自由?天皇心中苦笑。从一个小笼子,换到一个大些的笼子,而已。

“朕若去了,”天皇抬起眼,“那些公卿、武士、百姓,会如何看朕?会骂朕是懦夫,是投降的君主吗?”

“会有人骂。”刘文柄坦言,“但更多人会明白,殿下是为了避免战乱,为了保全京都,为了……让日本少流些血。殿下,有时候退一步,不是懦弱,是智慧。活着,才能做事;死了,就什么都没了。”

烛火将两人的影子投在墙上,一大一小,一挺立一蜷坐。

良久,天皇缓缓起身:“何时动身?”

“现在。”刘文柄道,“马车已在后门。殿下可带贴身侍女二人,随身物品若干。对外,臣会宣布:殿下感念王师平定乱局,愿亲往江户致谢,并与臣共商倭州安定之策。”

“好一番说辞。”天皇笑了,笑容苍凉,“那就……走吧。”

一刻钟后,一辆不起眼的马车从二条城后门驶出。车内,天皇闭目而坐。车外,刘文柄骑马随行,二十名精锐骑兵护卫前后。

马车驶过京都寂静的街道,驶向城外,驶向通往江户的官道。

“殿下,”刘文柄在车窗外低声道,“臣有一言。

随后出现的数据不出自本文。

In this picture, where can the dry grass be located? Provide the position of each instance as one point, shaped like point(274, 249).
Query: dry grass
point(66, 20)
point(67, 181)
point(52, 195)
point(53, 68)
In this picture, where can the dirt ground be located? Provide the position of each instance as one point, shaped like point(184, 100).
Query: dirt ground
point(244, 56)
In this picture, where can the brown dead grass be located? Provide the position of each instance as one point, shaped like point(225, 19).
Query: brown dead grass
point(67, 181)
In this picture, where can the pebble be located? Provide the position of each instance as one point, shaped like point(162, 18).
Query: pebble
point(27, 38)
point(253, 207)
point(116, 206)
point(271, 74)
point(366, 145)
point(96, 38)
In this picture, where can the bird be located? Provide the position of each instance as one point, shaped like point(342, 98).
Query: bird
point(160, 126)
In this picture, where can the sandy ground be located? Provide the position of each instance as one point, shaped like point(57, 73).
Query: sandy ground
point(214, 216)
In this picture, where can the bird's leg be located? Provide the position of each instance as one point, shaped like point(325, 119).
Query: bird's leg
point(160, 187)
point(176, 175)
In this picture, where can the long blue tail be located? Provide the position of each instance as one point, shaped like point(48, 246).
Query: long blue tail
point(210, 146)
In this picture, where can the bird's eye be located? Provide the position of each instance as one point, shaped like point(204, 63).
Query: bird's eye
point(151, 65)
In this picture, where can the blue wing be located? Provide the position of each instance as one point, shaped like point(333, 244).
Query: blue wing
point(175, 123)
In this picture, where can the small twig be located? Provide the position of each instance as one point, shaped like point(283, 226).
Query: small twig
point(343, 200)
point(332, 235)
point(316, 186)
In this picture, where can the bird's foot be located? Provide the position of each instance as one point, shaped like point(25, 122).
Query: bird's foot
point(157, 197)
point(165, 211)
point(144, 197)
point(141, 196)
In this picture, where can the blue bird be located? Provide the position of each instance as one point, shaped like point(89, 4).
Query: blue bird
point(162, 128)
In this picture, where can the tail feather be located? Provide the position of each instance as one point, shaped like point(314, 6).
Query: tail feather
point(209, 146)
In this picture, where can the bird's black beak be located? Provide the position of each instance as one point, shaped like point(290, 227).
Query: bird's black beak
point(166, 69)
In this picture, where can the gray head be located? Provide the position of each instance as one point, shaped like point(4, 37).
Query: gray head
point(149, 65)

”

“将军请讲。”

“殿下此去,不是囚徒,是宾客。”刘文柄的声音在夜风中很清晰,“倭州初立,百废待兴。殿下若愿,可参与文教之事,可接见各藩代表,可做很多在这二条城做不了的事。日本需要的,不是一个被供起来的神,而是一个能真正为子民做事的君主。”